We won't have that information until late next year, but the change suggests federal statisticians saw something in the recent hate crimes data suggesting that more detail is needed.

Or consider the ongoing campaign by the Arab American Institute and individual activists to get the U.S. Census to stop classifying Americans of Middle Eastern and North African decent as white.

Anti-Muslim sentiment — or at least the drive toward group suspicion — is so common that when the New York Times solicited the stories of Muslims about their daily experiences, the results were pretty grim. A collection of comments from people who live or work in the New York City metro area — one of the most diverse in the world and where immigrants and people with different religious traditions have always been present — were (to apply the most neutral term possible here) striking.

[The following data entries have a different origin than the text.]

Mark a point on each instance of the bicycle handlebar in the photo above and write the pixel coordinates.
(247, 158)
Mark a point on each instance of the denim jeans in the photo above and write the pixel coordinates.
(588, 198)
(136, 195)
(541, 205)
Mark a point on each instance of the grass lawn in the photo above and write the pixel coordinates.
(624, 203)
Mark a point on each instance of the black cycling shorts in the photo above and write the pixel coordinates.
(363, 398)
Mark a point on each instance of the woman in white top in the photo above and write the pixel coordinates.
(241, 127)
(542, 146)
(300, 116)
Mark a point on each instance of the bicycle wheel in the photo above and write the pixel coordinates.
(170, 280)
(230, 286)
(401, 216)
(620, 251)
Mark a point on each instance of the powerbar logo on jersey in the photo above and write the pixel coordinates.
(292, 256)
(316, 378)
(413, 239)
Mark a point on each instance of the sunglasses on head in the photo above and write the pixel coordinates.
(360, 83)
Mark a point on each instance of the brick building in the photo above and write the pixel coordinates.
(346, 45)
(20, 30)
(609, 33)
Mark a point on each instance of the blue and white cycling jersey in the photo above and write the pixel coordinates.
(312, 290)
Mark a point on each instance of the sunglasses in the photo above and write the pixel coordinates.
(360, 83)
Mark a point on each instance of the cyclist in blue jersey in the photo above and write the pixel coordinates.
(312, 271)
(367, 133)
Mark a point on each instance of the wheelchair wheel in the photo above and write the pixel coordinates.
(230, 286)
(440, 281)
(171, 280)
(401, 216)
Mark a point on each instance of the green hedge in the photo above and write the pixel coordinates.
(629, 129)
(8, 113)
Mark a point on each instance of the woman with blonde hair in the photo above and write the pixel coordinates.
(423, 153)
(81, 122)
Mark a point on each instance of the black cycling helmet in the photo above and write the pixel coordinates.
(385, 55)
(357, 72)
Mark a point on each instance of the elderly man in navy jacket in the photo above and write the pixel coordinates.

Please take the time to read it for yourself. The stories of go-to insults heard at work, regular experiences with perceived suspicion and physical distancing on the subway and the largely misinformed public commentary about the contents of the Islamic faith are all there.

But what isn't there is utter shock or surprise that these ideas exist, these incidents happen or any indication that these experiences began sometime in the past few weeks. The Washington Post found something very similar last week, when a trio of reporters talked to a number of Muslim Americans and dug into public opinion data over time.

That, folks, comes a lot closer to the experiences created by the American public and by extension American voters, than it does any one individual — including the often-cited font of ostensibly new or renewed open public expressions of bias, GOP presidential candidate Donald Trump.

And if the data and the stories of ordinary Muslim Americans about their day doesn't convince you, this last bit is worth considering too. The Washington Post's Lena Sun reported Friday on a first-of-its-kind survey of Muslim American doctors. Mind you, these are people with highly specialized, often life-saving skills. (That's the stuff that matters to those who believe that those who experience group suspicion should simply behave well and gain more education in order to guarantee access to their constitutional rights.)

The survey found that 10 percent of Muslim doctors had patients refuse care because of the doctor's faith. And 14 percent told researchers they had experienced religious discrimination in their workplaces, including from some of their own colleagues. And this was a survey conducted in 2013 and 2014, well before events in Paris or San Bernardino or Trump's presidential run. This is a picture of some people's everyday American life.

We won't go on. We won't even remind you the way that the school officials who accused a middle-school student of Sudanese decent of bomb-making are now regarded, by some Americans, as the real victims in that suburban Dallas political conflagration. The student wasn't just called into the principal's office or questioned by teachers or school security. He was placed under arrest.

The point is this: There are reasons to use all of your preferred melancholy and restrained-but-pessimistic language to describe the lives of Muslims in the United States. And some will inevitably stop there. But anti-Muslim sentiment has become a matter worthy of collective reflection and a pronounced part of our national politics at this time not simply because of the anxiety and anger the attacks in Paris and San Bernardino produced. Those feelings and ideas are layered on top of a multi-tier confection of hate, distrust and suspicion that distorts some people's lives and almost always has in the United States.

With that kind of mixture somewhere in the national batter, the probability of creating policies or implementing ideas that will one day make future generations shudder remains high.